I feel like I just closed my eyes by the time my son starts to throw toys from his room, over his gate, and onto the hard wood floor of the hallway. Each crash is a reminder that he is up and – like it or not – the day is about to get started.
I check my phone, which had just been plugged in to charge as I went to bed for the night. For a brief moment, I think (and hope) that I am still dreaming.
Like the big reveal at the end of a Twilight Zone episode, this less-than-full-charge is verification that it wasn’t my imagination. I had very recently closed my eyes when the crashing started. It’s not even five in the morning yet. Let the games begin.
And there he is. My non-verbal cheering section is awake and crowing with the roosters for my arrival. I ponder the irony of the phrase “non-verbal” as it implies silence. There is no silence when it comes to Lucas. He may not have a voice like you and I, but he makes himself heard in so many more imagination ways.
The racket from his room will often resemble a family of geese being murdered. Imagine that sound. Now imagine hearing it at 4:45 in the morning from the dead of asleep, accompanied by the din of a giant wooden bead toy being slammed against solid wood below. That’s what I experience to begin my day. It’s like being on a prank reality show every morning for your entire life.

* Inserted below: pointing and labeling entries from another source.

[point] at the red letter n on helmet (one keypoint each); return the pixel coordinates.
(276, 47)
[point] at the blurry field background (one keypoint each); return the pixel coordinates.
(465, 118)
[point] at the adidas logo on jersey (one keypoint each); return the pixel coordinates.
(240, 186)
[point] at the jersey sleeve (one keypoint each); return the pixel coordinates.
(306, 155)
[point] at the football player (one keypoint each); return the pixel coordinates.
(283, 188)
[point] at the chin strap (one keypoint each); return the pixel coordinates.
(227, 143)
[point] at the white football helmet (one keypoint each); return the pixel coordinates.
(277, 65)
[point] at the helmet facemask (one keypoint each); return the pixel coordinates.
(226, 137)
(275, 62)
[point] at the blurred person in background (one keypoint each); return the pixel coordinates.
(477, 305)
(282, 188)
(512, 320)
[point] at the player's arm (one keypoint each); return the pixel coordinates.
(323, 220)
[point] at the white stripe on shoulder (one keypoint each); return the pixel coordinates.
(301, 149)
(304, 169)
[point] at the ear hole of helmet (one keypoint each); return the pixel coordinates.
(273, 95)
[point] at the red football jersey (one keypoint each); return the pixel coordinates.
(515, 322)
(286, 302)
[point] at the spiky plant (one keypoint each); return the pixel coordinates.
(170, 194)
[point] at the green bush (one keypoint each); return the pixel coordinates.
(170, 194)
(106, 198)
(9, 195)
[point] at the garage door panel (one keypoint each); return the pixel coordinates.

I step past his threshold and repeat things like “you’re lucky you’re cute” and “Lucas, it’s so early”, but that’s all just for me to stretch my vocal chords. He doesn’t care. He’s just happy that I’m here and, if I’m being honest, it’s rather sweet. I mean it when I say that he’s lucky he’s cute. Without his adorable face, he would surely face the same fate as that family of geese on many a morning.
I stumble in and fumble about with the remote to put on an episode of Sesame Street. With each slight pause I take to readjust my misfiring brain synapses, he lets out a small baby-elephant-sounding whine of impatience that cuts through me like jigsaw. Each time he does, I stop and give him a deadpanned look of annoyance. Of course, that just leads to more whines, so I’m the first of us to stop. I become his morning servant. I find the exact episode his highness wants and try to return to bed.
Nice try, sucker. He’s still up and there are more flying toys to follow. As the show goes through the ebbs and flows of segments he enjoys, he returns to throw heavy objects into the hallway.
Cookie Monster singing his way through the opening? Happy Lucas clapping along in his room.
An orange Muppet taking him to Magic School for a demonstration? Screams and beads on the floor.
He’s a movie critic who, instead of thumbs up, uses projectiles to express displeasure. The more I tune him out, the more he finds to chuck in my direction. My son is the nine year old boy equivalent of the crazy woman in Fatal Attraction. If he had words, in this moment, they would be, “I won’t just be ignored.”
And he won’t. Eventually, he wins the fight, I give up the ghost, and I’m back in his room picking out a T-Shirt that says “Awesome” on it or something. He, as usual, is being adorable and grinning ear to ear while occasionally tapping me on the arm. When I look down, he puts his lips on my cheek and I melt. I told you he’s lucky that he’s cute.
Keep in mind, the sun is barely up and I haven’t had any coffee yet. Once he’s dressed and his gate swings open, he pushes past me and runs into the kitchen with more energy than I have by midday. He darts around in circles, waiting for me to take his signature French toast sticks from the freezer and, when I do, he taps the box twice with the back of his hand to signal his approval. Then, like Kaiser Soze – poof – he’s gone.
My boy dashes back to his room as I’m left standing there trying to will the energy to pour a glass of water for my morning pills and then another for the coffee maker. Two cups of liquid seems like such a rough task. I can barely move from the spot I’m standing in. My feet don’t seem to work.
His do. In fact, he’s back in my personal space within seconds, dancing around my lifeless body like the Voodoo Priest at a goose family sacrifice. If he had a cauldron of burning incense, the ceremony would be complete. He claps, marches in circles, and stands on his tip toes to check that the toaster is still toasting his food. The second it pops out, he stares at me like, “Well…we’re all waiting!”
So I feed him. Then we proceed to do nothing for two hours because the freakin’ bus comes at like 8:45 and we could have been asleep this whole time.
Eventually it does come and he rides off to school. Once he’s gone, I immediately miss him. I wait all day for his triumphant return and, when it comes, he’s just as amped up as he was when he left. If this was a friend of mine, I would be convinced he had a speed problem. He’s like a human energy drink without an off switch.
I bring him inside and open his backpack to read the note from his teacher about the day that I sent him off to. There is usually a familiar statement:
Lucas had a good day. Although, he did seem rather tired when it came time to do work.
Yeah, I bet he did, lady. I can relate. I watch him screaming in the den as he clutches his iPad and think, “You little actor. You’re lucky you’re so cute.”